Worse still, he continues, what is presented to us as a solution is often merely another problem in waiting. Fillers in the bottom half of the face make it “heavier, which worsens gravitational pull”. Injectables in the forehead cause muscles to atrophy, which means the forehead both “flattens and spreads”, no longer held in place by its musculature. Hence that grapefruit forehead that has become ubiquitous.

“No matter how much you are going to put in your face, your skin is going to keep being subjected to gravitational force, and you are going to see the lack of resilience and structure,” is how he puts it. “So you have to look at more holistic approaches. Plus very few other treatments deal with skin firmness, and those that do are invasive.”

What is interesting is that a number of his clients deploy the Tsagaris magic alongside more widespread current practices. And what is downright surprising is that, unlike many in the aesthetics business, he isn’t in one particular camp when it comes to non-invasive and invasive practices but is rather focused on, he says, “what works”.

There is only so much he can do when it comes to what he calls “advanced skin laxity issues”, for example, and so he is an advocate for a mini facelift when, he says, “the time is right”. What, precisely, does he mean by a mini facelift? “One of the less invasive surgical procedures that address signs of facial sagging, especially in the lower face, jawline and sometimes the neck. These include options like the V-lift, short-scar facelift, or MACS [minimal-access cranial suspension] lift.

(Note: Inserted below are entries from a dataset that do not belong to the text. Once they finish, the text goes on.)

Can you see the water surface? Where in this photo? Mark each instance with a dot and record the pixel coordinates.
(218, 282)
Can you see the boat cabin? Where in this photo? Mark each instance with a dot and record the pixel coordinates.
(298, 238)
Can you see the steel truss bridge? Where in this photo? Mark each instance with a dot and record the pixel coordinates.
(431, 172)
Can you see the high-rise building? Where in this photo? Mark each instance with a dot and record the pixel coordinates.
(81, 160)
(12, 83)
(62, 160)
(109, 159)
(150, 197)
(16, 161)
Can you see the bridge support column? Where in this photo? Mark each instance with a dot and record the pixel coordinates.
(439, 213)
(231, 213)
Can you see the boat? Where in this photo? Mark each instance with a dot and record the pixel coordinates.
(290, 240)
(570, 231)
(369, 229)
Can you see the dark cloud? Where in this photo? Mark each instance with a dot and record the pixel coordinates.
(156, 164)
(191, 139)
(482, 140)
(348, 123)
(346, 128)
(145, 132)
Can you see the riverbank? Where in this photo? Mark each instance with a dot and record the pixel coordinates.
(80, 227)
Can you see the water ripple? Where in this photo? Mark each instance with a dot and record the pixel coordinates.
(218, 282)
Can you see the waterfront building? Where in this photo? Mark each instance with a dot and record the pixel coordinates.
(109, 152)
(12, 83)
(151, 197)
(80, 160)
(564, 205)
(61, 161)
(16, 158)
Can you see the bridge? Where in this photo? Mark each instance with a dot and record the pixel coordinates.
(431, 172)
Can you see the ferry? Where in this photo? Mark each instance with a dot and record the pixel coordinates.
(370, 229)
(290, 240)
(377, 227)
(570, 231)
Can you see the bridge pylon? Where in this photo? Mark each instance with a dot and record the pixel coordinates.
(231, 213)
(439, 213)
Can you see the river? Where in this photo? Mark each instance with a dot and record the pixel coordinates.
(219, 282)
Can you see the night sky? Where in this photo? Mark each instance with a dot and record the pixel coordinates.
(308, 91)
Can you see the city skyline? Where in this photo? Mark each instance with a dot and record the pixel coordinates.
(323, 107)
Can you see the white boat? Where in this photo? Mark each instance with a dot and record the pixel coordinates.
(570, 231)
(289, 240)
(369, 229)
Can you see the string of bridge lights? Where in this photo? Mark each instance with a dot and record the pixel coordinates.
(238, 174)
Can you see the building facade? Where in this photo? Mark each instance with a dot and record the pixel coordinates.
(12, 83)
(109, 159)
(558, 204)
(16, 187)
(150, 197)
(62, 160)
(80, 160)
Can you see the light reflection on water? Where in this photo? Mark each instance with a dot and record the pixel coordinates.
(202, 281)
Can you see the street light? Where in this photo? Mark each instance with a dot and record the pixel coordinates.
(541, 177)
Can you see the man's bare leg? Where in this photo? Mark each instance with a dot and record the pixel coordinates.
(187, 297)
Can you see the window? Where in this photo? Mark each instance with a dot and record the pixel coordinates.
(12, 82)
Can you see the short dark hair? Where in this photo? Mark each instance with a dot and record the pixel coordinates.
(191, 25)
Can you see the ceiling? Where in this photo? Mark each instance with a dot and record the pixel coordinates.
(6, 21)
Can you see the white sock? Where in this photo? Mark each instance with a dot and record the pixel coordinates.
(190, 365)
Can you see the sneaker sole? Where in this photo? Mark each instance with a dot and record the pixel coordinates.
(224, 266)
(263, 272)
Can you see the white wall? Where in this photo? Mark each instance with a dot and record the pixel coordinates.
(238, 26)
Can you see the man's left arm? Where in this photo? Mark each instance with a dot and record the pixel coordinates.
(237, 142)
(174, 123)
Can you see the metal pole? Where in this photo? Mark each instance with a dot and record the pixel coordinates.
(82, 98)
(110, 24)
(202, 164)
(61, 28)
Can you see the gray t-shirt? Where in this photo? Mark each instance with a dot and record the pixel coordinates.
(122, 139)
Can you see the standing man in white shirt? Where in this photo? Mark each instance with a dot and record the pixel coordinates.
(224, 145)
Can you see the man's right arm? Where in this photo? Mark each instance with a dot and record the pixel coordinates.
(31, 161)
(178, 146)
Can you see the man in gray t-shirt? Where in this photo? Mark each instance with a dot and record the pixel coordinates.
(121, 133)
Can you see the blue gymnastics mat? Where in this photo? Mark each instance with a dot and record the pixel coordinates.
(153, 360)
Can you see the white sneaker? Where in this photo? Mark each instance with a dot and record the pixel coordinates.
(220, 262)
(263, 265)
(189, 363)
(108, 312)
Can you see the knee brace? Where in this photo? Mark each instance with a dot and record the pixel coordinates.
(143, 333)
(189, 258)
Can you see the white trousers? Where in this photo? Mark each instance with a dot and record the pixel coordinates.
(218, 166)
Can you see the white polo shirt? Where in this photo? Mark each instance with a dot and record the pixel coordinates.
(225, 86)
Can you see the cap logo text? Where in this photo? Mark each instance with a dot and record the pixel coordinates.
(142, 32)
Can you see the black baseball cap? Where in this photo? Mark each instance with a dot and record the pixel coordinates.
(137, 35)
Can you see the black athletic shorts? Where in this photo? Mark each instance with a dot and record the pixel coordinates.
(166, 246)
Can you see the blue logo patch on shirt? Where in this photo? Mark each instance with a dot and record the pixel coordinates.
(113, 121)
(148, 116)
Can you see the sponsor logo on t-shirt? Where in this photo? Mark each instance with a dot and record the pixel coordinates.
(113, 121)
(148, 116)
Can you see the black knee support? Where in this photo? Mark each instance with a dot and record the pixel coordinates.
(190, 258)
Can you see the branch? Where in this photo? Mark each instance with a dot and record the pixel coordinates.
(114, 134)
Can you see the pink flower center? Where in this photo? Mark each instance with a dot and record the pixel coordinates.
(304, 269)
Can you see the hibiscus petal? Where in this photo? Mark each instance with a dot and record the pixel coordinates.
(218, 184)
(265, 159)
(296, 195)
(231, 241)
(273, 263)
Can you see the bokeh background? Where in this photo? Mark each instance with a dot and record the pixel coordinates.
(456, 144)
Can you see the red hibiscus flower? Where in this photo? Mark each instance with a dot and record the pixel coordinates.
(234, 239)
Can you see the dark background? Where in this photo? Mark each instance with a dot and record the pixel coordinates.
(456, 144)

“These procedures typically involve smaller incisions, less downtime, and a more subtle, natural-looking lift compared to a full facelift. When integrated thoughtfully they can enhance and prolong the results of holistic skin therapies, offering a truly synergistic approach to facial rejuvenation.”

Back to Tsagaris’s treatments. It takes around four to six monthly visits to achieve the best results. From then on it’s a maintenance session every three months or so.

His raison d’être, he continues, is to “integrate holistic practices with cutting-edge science and modern aesthetics”. “By combining traditional methods such as acupuncture, which is known to stimulate microcirculation and the body’s healing processes, with scientifically backed techniques like collagen-stimulating skin needling, I can address the skin’s structural and functional needs at multiple levels.”

There are other aspects to what he does. “I also use scientifically proven bioactive ingredients to support skin regeneration, such as hyaluronic acid, which hydrates the skin, and bespoke skin booster actives that boost collagen production. The result is a multidimensional approach that merges the best of both worlds.”

If my own experience is anything to go by, his self-forged innovations could equate to nothing less than a revolution in anti-ageing treatments — a velvet-skinned revolution. Certainly he has ambitious plans for global expansion.

“Having no wrinkles doesn’t make you look younger,” he says, in his quietly evangelical way. “Having good, healthy skin makes you look younger.” Pause. “Even if we were able to look 20 at the age of 80, that would be silly. We should be proud to have lived and progressed. What I want is for people to look the best possible version of the age they are.”